Tofu gel-derived nitrogen and trace iron co-doped porous carbon as highly efficient air-cathode electrocatalyst for microbial fuel cells

A highly efficient biomass derived nitrogen (N) and trace iron (Fe) co-doped oxygen reduction reaction (ORR) catalyst (NFeC-3) is synthesized through a facile method. Trace Fe doped into carbons plays important roles in physical characteristics of carbons in which the specific surface area (655 m(2) g(-1)), degree of graphitization (I-D/I-G = 1.023), and content of ORR-related N (N-ORR/C = 2.67%) for NFeC-3 are all higher than that of NC. As expected, NFeC-3 exhibits excellent ORR electrocatalytic performances with more positive ORR peak potential (0.024 V), onset potential (0.157 V) and half-wave potential (-0.026 V) than that of other prepared carbons and even commercial Pt/C catalyst. Also, when NFeC-3 is chosen as air-cathode ORR electrocatalyst for single chamber air-cathode MFC (AC-MFC), the AC-MFC coated with NFeC-3 runs steadily for similar to 400 h. The corresponding maximum power density of AC-MFC coated with NFeC-3 (863.40 +/- 13.19 mW m(-2)) is 23.61% and 30.62% higher than that of AC-MFCs coated with NC (698.51 +/- 17.89 mW m(-2)) and Pt/C catalyst (661.02 +/- 12.19 mW m(-2)), respectively.
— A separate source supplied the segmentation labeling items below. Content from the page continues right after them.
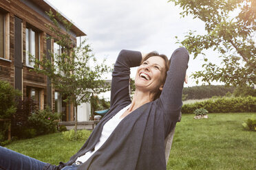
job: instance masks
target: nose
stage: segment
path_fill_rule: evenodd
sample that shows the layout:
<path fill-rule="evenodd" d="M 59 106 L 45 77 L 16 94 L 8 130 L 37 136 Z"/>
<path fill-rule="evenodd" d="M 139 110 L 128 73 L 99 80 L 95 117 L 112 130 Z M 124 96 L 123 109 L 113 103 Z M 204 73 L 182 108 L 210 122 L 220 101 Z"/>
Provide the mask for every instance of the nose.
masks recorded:
<path fill-rule="evenodd" d="M 144 65 L 143 66 L 143 69 L 145 69 L 147 71 L 150 71 L 150 65 L 149 64 Z"/>

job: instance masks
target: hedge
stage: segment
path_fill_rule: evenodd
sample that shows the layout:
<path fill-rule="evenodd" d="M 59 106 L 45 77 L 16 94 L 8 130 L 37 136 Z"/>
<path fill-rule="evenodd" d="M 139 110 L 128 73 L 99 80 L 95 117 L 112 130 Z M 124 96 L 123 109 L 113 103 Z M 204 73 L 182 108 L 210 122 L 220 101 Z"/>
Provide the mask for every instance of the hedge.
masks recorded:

Amazingly, three AC-MFCs in series can drive an LED work properly. Therefore, NFeC-3 is a promising carbon-based ORR electrocatalyst in the practical application of MFCs and related devices.

Automated summary

A highly efficient biomass derived nitrogen and trace iron co-doped oxygen reduction reaction catalyst was synthesized, exhibiting excellent electrocatalytic performances and stability in a single chamber air-cathode MFC.